In the future, Dr. Yang hopes to investigate whether or not or not other antihypertensive drugs are less affected by intestinal microorganisms. Their goal: to pinpoint a new possible therapy approach, possibly including probiotics and anti-biotics, to help those who do not respond favorably to current high-blood pressure therapies.

The research suggests that different microorganisms in the intestine play a greater or lesser role on this equation. However, it is not easy to determine what bugs may be hiding inside. We asked Dr. Yang if there was any way to tell if the tummy is causing us problems.

Related: 12 Fiber-Rich Meals that Help with Healthy Intestine Microorganisms

There are services that can determine the microbial content of feces in order to identify which microorganisms live in your intestine. He says that the microbial composition is useful in determining if your intestine’s microbiota has a healthy and balanced balance. Proteobacteria, for example, is a group of pathogenic bacteria that are usually found in adults. However, you don’t want this proportion to be greater than the average human. Dr. Yang says that your “intestine friends” are Faecalibacterium, and Roseburia. These two microbes can be depleted if you have certain chronic illnesses.

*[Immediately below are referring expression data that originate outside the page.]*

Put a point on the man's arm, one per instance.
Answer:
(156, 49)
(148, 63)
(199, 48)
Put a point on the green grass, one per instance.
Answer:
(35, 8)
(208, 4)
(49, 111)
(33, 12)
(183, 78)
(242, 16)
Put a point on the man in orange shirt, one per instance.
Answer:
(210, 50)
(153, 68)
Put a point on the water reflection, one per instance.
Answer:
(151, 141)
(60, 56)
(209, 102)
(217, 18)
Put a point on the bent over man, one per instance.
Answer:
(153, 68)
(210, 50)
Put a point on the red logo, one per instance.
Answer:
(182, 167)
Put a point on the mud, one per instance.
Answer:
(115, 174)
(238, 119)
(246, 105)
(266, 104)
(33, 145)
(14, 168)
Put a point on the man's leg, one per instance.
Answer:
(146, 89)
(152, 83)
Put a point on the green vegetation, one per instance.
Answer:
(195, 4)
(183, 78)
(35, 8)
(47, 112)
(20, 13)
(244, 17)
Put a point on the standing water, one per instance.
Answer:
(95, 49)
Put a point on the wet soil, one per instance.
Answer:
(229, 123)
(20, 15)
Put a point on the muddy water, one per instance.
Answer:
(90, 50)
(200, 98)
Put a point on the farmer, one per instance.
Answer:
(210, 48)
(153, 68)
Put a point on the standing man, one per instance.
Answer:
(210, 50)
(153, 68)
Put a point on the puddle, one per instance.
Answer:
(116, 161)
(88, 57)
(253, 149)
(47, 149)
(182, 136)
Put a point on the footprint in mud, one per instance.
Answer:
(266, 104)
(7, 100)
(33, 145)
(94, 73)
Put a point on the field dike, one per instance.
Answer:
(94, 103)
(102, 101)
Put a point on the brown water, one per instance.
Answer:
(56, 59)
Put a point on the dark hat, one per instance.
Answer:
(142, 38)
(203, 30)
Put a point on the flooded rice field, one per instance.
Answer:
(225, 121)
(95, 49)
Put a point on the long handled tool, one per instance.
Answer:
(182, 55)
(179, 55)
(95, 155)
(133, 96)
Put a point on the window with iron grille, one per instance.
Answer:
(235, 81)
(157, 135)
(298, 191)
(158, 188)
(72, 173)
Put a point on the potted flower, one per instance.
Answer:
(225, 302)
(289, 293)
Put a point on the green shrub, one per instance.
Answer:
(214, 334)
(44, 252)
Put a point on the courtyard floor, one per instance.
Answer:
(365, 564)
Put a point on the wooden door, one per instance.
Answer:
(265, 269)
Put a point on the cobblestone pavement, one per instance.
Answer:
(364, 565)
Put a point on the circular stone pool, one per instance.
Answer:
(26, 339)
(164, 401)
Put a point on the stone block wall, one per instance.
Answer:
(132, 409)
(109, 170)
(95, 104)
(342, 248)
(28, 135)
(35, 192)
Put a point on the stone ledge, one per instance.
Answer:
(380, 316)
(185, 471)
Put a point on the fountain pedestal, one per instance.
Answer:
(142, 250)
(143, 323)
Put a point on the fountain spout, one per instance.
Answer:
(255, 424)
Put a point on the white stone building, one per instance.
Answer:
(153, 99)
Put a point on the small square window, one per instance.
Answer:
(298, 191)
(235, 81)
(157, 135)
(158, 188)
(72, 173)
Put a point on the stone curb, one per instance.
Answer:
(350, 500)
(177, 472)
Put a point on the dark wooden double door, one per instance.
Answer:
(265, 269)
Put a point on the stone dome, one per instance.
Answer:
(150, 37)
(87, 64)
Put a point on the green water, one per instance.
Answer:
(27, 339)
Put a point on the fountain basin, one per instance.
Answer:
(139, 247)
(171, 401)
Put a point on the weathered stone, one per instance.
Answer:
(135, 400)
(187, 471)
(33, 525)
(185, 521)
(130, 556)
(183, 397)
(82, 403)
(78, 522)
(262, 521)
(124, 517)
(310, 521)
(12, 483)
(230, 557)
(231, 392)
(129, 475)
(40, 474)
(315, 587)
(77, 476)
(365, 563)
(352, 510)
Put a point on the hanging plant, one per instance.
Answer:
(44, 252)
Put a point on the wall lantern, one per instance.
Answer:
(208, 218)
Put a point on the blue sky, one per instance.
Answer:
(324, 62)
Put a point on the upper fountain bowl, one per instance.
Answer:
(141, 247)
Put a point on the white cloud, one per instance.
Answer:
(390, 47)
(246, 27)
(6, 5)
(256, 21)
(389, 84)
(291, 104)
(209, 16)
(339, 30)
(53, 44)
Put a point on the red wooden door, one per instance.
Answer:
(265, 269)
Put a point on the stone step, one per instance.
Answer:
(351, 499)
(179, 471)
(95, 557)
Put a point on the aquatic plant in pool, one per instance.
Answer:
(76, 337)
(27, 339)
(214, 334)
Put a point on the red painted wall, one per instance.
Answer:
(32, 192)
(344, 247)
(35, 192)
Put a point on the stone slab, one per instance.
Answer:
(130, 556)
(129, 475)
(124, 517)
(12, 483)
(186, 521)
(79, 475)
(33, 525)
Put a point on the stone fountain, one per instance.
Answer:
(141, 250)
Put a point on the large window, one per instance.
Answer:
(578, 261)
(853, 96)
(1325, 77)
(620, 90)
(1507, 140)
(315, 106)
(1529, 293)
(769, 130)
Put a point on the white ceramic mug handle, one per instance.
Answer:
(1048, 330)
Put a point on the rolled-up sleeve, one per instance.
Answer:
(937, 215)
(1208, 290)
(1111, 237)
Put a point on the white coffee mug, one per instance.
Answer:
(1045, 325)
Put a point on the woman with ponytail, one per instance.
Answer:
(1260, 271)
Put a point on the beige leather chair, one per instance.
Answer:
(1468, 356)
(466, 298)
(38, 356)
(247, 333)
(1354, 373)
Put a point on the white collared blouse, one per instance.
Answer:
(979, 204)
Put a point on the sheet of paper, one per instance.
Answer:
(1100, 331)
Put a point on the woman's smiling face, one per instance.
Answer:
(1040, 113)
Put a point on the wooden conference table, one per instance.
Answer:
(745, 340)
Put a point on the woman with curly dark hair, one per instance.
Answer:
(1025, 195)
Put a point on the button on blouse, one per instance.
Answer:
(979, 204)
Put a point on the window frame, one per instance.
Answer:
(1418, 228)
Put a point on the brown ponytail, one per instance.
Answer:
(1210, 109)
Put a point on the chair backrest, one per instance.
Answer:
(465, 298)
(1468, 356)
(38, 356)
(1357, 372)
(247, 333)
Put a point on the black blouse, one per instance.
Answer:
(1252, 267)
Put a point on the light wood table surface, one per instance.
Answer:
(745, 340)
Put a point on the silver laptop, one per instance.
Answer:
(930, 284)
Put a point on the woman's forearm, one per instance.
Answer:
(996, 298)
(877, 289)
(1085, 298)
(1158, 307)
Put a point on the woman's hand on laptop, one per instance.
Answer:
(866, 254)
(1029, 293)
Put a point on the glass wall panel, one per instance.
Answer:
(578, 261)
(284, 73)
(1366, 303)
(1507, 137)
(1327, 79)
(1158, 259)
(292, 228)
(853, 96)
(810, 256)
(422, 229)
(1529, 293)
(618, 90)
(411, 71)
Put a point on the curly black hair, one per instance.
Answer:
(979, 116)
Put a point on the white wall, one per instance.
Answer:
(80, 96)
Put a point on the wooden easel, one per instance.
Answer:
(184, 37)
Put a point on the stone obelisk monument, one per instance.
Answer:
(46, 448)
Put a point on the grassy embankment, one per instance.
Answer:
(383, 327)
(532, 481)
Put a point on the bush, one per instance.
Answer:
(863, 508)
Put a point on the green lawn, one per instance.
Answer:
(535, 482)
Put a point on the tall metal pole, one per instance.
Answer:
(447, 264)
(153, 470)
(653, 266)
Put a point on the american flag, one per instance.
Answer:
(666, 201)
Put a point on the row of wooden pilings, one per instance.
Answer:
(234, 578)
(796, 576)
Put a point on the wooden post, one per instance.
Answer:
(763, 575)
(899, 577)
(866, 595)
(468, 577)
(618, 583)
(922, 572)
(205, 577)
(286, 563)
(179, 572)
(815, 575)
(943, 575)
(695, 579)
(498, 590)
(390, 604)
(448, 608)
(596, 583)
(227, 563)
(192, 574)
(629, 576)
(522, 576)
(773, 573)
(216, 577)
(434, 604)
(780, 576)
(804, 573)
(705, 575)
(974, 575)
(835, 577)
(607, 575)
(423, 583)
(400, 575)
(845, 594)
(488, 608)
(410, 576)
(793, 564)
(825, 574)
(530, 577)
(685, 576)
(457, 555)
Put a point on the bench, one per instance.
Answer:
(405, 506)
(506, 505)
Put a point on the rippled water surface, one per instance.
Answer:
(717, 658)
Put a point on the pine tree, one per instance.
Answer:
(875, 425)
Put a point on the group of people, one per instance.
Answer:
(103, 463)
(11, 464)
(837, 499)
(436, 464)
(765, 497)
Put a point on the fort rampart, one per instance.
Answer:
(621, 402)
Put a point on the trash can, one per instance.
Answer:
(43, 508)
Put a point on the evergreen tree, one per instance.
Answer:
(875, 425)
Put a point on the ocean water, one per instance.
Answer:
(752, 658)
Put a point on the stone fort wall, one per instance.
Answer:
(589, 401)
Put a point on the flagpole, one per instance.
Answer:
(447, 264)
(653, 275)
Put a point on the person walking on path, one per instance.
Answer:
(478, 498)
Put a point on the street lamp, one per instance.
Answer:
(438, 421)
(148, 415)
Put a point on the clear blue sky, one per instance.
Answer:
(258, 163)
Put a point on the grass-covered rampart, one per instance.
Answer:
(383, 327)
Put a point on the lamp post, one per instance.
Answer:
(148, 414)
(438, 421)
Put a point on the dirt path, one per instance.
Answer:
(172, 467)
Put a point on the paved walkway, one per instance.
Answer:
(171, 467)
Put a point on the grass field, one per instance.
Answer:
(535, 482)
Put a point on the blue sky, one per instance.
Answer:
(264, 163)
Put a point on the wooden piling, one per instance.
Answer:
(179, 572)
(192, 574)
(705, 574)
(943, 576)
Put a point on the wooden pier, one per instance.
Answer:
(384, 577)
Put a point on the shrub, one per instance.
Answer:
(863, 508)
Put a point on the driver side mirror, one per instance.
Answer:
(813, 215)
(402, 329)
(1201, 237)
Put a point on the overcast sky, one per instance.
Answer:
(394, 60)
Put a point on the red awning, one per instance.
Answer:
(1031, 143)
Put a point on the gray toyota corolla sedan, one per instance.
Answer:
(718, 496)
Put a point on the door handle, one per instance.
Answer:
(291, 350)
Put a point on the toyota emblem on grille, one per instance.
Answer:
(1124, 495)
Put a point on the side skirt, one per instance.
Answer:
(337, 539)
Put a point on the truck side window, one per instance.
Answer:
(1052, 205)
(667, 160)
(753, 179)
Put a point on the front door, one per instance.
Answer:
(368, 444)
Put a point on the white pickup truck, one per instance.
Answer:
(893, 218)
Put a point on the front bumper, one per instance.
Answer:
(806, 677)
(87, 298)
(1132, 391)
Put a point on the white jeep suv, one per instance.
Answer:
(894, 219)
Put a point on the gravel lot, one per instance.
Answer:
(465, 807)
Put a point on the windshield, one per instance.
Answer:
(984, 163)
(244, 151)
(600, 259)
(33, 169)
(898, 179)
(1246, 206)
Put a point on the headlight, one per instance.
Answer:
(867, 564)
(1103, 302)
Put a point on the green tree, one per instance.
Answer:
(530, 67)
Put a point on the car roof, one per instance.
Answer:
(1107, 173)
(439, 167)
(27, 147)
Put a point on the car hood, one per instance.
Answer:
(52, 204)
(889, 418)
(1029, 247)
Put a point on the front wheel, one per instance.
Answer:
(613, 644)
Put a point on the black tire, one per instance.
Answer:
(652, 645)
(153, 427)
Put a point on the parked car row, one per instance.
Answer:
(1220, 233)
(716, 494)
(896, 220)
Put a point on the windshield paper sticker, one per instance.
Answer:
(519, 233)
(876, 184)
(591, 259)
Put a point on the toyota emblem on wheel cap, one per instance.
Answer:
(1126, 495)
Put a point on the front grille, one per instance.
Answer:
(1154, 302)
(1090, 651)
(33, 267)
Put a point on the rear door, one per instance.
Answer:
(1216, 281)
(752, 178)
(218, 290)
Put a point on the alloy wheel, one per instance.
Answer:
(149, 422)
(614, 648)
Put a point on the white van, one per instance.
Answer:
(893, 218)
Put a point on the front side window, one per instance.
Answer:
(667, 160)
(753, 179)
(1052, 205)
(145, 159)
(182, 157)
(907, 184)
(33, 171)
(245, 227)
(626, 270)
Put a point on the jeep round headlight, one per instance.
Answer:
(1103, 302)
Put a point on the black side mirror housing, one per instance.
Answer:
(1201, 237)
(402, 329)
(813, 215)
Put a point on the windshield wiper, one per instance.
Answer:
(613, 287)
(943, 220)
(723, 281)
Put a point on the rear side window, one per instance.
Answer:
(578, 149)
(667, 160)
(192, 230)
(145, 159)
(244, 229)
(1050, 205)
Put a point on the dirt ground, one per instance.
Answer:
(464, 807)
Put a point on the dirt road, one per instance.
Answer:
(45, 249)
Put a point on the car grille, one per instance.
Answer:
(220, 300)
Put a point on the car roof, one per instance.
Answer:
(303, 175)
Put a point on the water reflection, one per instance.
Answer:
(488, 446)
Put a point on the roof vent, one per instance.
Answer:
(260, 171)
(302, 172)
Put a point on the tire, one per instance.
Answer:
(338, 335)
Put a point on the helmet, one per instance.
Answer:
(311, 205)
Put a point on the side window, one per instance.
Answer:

Due to the complexity of the intestinal microbiota each individual is unique. Although this simple comment on microbial composition may not apply to everyone, it is still important to keep in mind,” concludes Dr. Yang.

The Backside Line
This testing is not for everyone. What we do know, however, is that certain food habits and lifestyle choices can either help or hinder our intestinal health. Probiotic-rich foods, such as kimchi and kefir, can help to deposit healthy gut microorganisms into your system. Consuming more fiber-rich prebiotic foods, such as beans, whole grains, fruits and vegetables, will provide fuel for the good intestinal microorganisms to stay strong and healthy.

To maintain a healthy intestine, it is important to limit the consumption of processed foods that contain excessive amounts of sugar or hydrogenated fat.

This link will only be confirmed by larger studies, including those that are conducted on individuals. Even if your blood pressure is within a safe range, it’s still advisable to give your intestine a little TLC.